The House of the Seventh Minuet LIX

This chapter is told from Leila’s perspective.

Evander was right about time flowing differently between our worlds. On Earth, the full moon wasn’t due for another eight days. I would probably have at least one other opportunity to visit Tierney Ríocht before then– without needing the key, I mean. I could actually go back whenever I wanted, but I had no plans to visit until the moon was full.

I was able to sort out my schedule so that I could get work done and have more energy to stay up late when the full moon came. It was the very end of September; two weeks until my birthday. I had just enough time to learn what I could about how Jean-Marc thought I could actually help his world and then– well, and then maybe decide what to do next. It was getting hard to make sense of it all and keep the facts straight.

When the day came, I decided that there was really no need to wait until midnight to go to Tierney Ríocht; I had the key, and it would now work to take me there. I had a backpack with a change of clothes in it– just in case– and a notebook where I could write things down in order to sort them out better. I wore my boots this time; I might actually get a chance to go outside. I’d already dropped hints to Stefan that I had a busy couple of days coming up, hoping that such knowledge would make him worry less if I didn’t respond to his messages right away.

Once I had everything together, I headed to the library. The double doors were still there on the far wall; up until my last visit to the magical world, they’d disappeared each time I’d returned home. The wall would be solid again, with only its large painting to speak of. The painting was still gone, and as much as I tried to remember back to who it had been of, I couldn’t recall. The double doors were still locked, which was a relief to me; I wouldn’t want my guests to get through them and ask after what was there.

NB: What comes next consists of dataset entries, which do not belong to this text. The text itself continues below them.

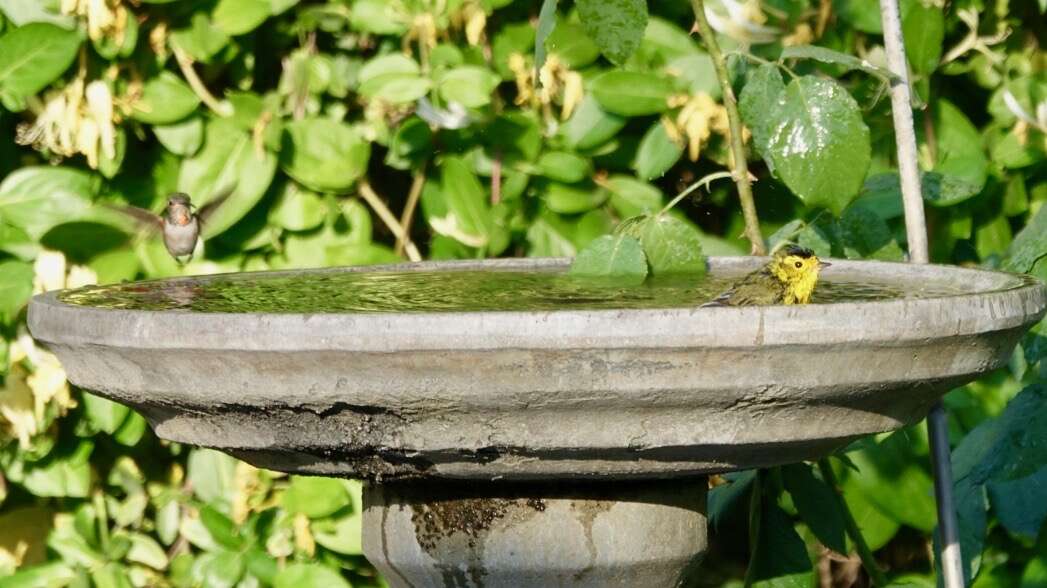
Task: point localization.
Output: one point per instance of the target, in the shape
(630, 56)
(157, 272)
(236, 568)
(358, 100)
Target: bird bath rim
(546, 394)
(446, 330)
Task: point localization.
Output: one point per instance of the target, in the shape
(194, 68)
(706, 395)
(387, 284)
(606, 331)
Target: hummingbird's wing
(207, 210)
(147, 220)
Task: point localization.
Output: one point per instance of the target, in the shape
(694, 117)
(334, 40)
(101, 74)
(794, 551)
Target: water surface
(443, 291)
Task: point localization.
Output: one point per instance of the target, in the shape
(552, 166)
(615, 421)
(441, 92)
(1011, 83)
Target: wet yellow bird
(788, 278)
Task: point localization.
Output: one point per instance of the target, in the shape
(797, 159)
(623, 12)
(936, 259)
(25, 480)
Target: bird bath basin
(519, 427)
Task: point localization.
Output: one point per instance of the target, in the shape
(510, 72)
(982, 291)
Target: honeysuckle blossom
(698, 117)
(741, 21)
(556, 78)
(75, 119)
(105, 18)
(36, 378)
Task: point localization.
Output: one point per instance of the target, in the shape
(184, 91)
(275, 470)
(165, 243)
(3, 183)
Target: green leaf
(616, 25)
(697, 70)
(549, 235)
(315, 497)
(936, 188)
(164, 99)
(959, 145)
(34, 55)
(817, 504)
(629, 197)
(825, 54)
(668, 40)
(222, 529)
(572, 46)
(468, 218)
(181, 138)
(66, 475)
(564, 166)
(670, 245)
(213, 476)
(781, 559)
(227, 159)
(342, 535)
(309, 575)
(322, 154)
(297, 209)
(658, 152)
(378, 17)
(1029, 245)
(468, 85)
(892, 478)
(54, 573)
(134, 427)
(591, 126)
(864, 234)
(1019, 504)
(619, 256)
(547, 23)
(238, 17)
(104, 414)
(861, 14)
(15, 288)
(394, 77)
(24, 12)
(631, 93)
(146, 550)
(923, 29)
(757, 105)
(573, 199)
(201, 40)
(35, 199)
(819, 143)
(219, 569)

I leaned down an inspected the doorplate that stretched out around the handle. Just like everything else from the baroque period, it had scrolls and leafy designs. Just above the handle, almost blending in with the rest of the filigree, was a roman numeral seven. I don’t know whether that had been there before, but I know the key hole hadn’t been; something about the magic of leaving using the key had made this one appear.

I slid my key into it, and turning it felt like turning the gears of a gumball machine, although on a much larger scale. The handle shone a bright gold rather than its usual dull brass, and the blue of the rest of the doors became more brilliant. The door clicked open, and I peered inside to see the winding staircase I was used to, except colder and quieter. The lights glowed in their sconces, and I wondered whether unlocking the door had activated enough magic to light them, because it didn’t seem possible for them to always be lit.

“Well, here we go,” I murmured to myself as I pulled the key back out and passed through the door. Once I closed it and glanced around, I realized what I’d missed every other time I’d passed through. “Oh my gosh!”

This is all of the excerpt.